Op zaterdag 7 september gaan we al vroeg naar het station, want onze trein naar Bandung vertrekt om 08:08 uur. Voor vertrek gaan we ontbijten in een café en halen we snacks voor onderweg. Op het perron hangt een bord waar de afstand naar Bandung staat aangeven. Het is slechts 388 kilometer naar de stad waar Tom’s familieachtergrond ligt, maar we doen er toch bijna acht uur over. Voor deze langdurende treinreis hebben we de meeste luxe klasse geboekt, zodat we lekker ontspannen en achteroverleunend kunnen genieten van de mooie landschappen om ons heen. Na iedere stop controleert de conducteur de treinwagons en het valt ons op dat er altijd een gewapende beveiliger meeloopt. Nee in Indonesië denk je wel vier keer na voordat je een conducteur in elkaar slaat. Zouden ze in Nederland ook moeten doen met alle belachelijke agressie tegen deze mensen die gewoon hun werk uitvoeren.

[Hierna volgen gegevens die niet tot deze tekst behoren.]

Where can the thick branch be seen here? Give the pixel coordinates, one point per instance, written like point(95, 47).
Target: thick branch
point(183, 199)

Wat op internet te lezen is over de treinreis van Bandung naar Yogyakarta of visa versa is helemaal waar. We komen langs kilometers lange rijstvelden, bananenplantages en gebieden met kokospalmen. Het spoort ligt tussen de bergen en we rijden langs vulkanen en steken brede rivieren over. In deze bijna acht uur lange treinreis zien we het complete Javaanse leven en landschap. Een mooie samenvatting van Indonesië aan het einde van ons avontuur. De reden dat we met de trein gaan is niet alleen om de schoonheid van de landschap. In Java proberen we altijd met de trein te reizen, want het is verre weg het meest betrouwbare en veilige vervoersmiddel. Vluchten in Indonesië kunnen uit het niets worden geannuleerd, hebben om de haverklap vertraging of storten zelfs neer. Boten zinken regelmatig en zitten overvol zonder juiste reddingsbenodigheden. De bussen in Indonesië zijn heel erg oud, overvol en nog worden er mensen bij ingezet. Ook rijden buschauffeurs door de bergen alsof ze aan het trainen zijn met Max Verstappen. Voor automobilisten geldt trouwens hetzelfde, ze nemen maar al te graag de binnenbochten en wegmarkeringen zijn maar gekke strepen op de weg. Nee doe ons maar de trein die keurig op tijd van station naar station draaft dwars door de mooiste landschappen van Java.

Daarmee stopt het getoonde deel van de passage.